逆にイメージが沸かなくなってしまったかもしれませんが・・・、
要はものすごい風圧を受けることになるため、前に歩くことは出来ず、吹き飛ばされる可能性もあるということです。
まとめ
今回は台風の風にフォーカスしていろいろと記載してきました。
毎回記載を繰り返していますが、ここに記載されている内容はあくまで平均的で教科書的な内容について記載をしていますが、ここ最近はここに記載のような平均的なものから逸脱する台風がゴロゴロ発生してきています。
また、この記事を書いている本日(2019/9/8)も、令和元年台風15号が関東地方を直撃する予想がでている状況であり、これから深夜にかけてどのような暴風が吹き荒れてしまうのかが非常に懸念されているところです。
台風接近や上陸が予想されている場合には、今回記載したように自分のいる場所が台風の進行方向から見てどの位置にあるのかを確認しておくと、どのような風向きになるのかも想定がつくようになり、場合によっては風向きによって台風への備えのやり方が変わってくることもあるかもしれません。
またサーファー観点においても、台風の位置によってざっくりとした風向きがわかれば、反応してくるうねりの向きがわかるようになり、オフショアとなるポイントがどこになるのかも想定できるようになります。
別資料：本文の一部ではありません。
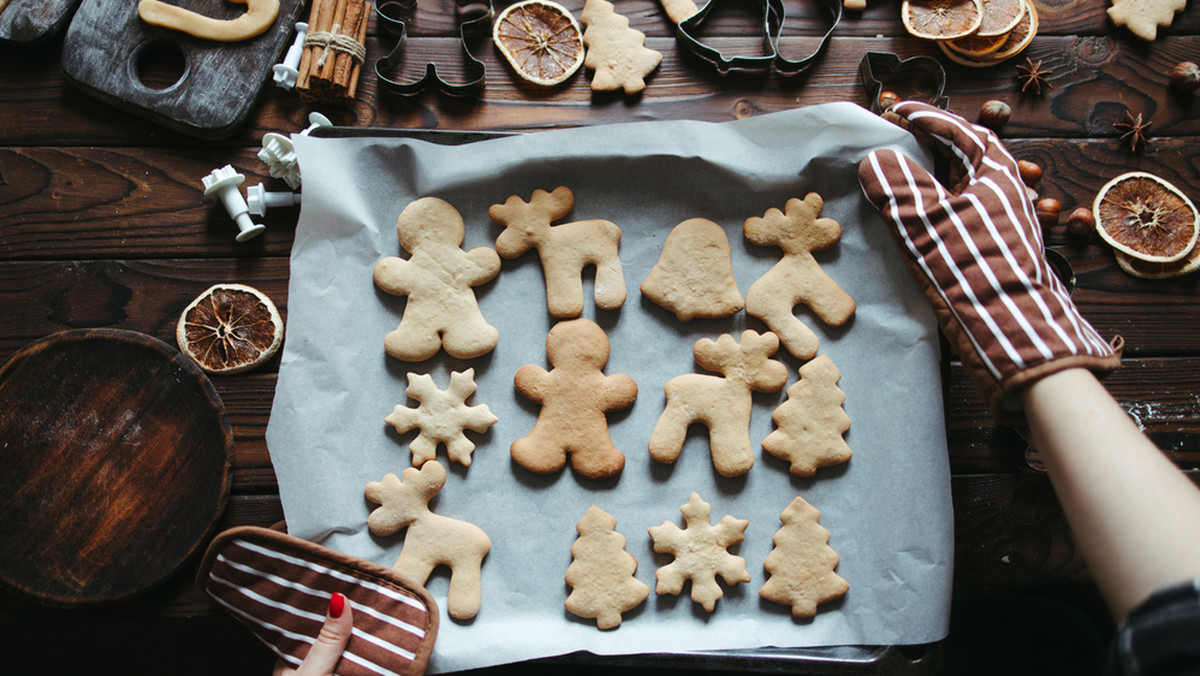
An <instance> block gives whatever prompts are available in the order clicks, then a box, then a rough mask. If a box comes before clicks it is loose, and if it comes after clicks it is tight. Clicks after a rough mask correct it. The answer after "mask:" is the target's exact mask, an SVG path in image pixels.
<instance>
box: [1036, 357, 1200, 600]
mask: <svg viewBox="0 0 1200 676" xmlns="http://www.w3.org/2000/svg"><path fill="white" fill-rule="evenodd" d="M1022 397H1024V402H1025V412H1026V415H1027V419H1028V424H1030V427H1031V430H1032V432H1033V444H1034V447H1036V448H1037V449H1038V450H1039V451H1040V454H1042V460H1043V462H1045V466H1046V471H1048V473H1049V474H1050V480H1051V483H1052V484H1054V487H1055V491H1056V493H1057V495H1058V499H1060V502H1061V503H1062V505H1063V510H1064V512H1066V514H1067V520H1068V522H1069V524H1070V527H1072V531H1073V532H1074V537H1075V542H1076V543H1078V545H1079V548H1080V551H1081V554H1082V556H1084V560H1085V561H1087V564H1088V567H1090V568H1091V570H1092V575H1093V576H1094V579H1096V582H1097V585H1098V586H1099V588H1100V592H1102V593H1103V594H1104V598H1105V600H1106V602H1108V605H1109V610H1110V611H1111V612H1112V615H1114V617H1116V618H1121V617H1124V615H1126V614H1127V612H1128V611H1129V610H1130V609H1132V608H1133V606H1134V605H1136V604H1138V603H1139V602H1141V600H1145V599H1146V597H1148V596H1150V594H1151V593H1152V592H1153V591H1156V590H1159V588H1163V587H1165V586H1168V585H1171V584H1176V582H1181V581H1183V580H1188V579H1192V578H1195V576H1198V575H1200V490H1198V489H1196V486H1195V484H1193V483H1192V480H1190V479H1188V478H1187V475H1184V474H1183V473H1182V472H1181V471H1178V468H1176V467H1175V465H1174V463H1172V462H1171V461H1170V460H1169V459H1168V457H1166V456H1165V455H1163V453H1162V451H1160V450H1159V449H1158V448H1157V447H1154V444H1153V443H1151V441H1150V439H1148V438H1146V436H1145V435H1144V433H1142V432H1141V430H1139V429H1138V426H1136V425H1135V424H1134V423H1133V420H1132V419H1130V418H1129V415H1128V414H1126V412H1124V411H1123V409H1122V408H1121V407H1120V406H1118V405H1117V402H1116V401H1115V400H1114V399H1112V396H1111V395H1110V394H1109V393H1108V390H1106V389H1104V385H1102V384H1100V383H1099V381H1097V379H1096V376H1093V375H1092V373H1091V371H1087V370H1085V369H1069V370H1066V371H1061V372H1058V373H1055V375H1052V376H1048V377H1045V378H1042V379H1039V381H1036V382H1033V383H1031V384H1030V385H1028V387H1027V388H1026V389H1025V390H1024V394H1022Z"/></svg>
台風のうねりでいい波に乗るために、今回記載した内容を踏まえ、刻々と変化する最新の台風情報と合わせてうまく活用してもらえればと思います。また安全の観点でも今回記載した内容については是非知っておいてもらいたいです。
次回は、いよいよ台風の波について、いろいろ記載していきます。
以上、「いい波に乗るために〜台風のことを知っておく-その3- (台風の風向と風速)」でした。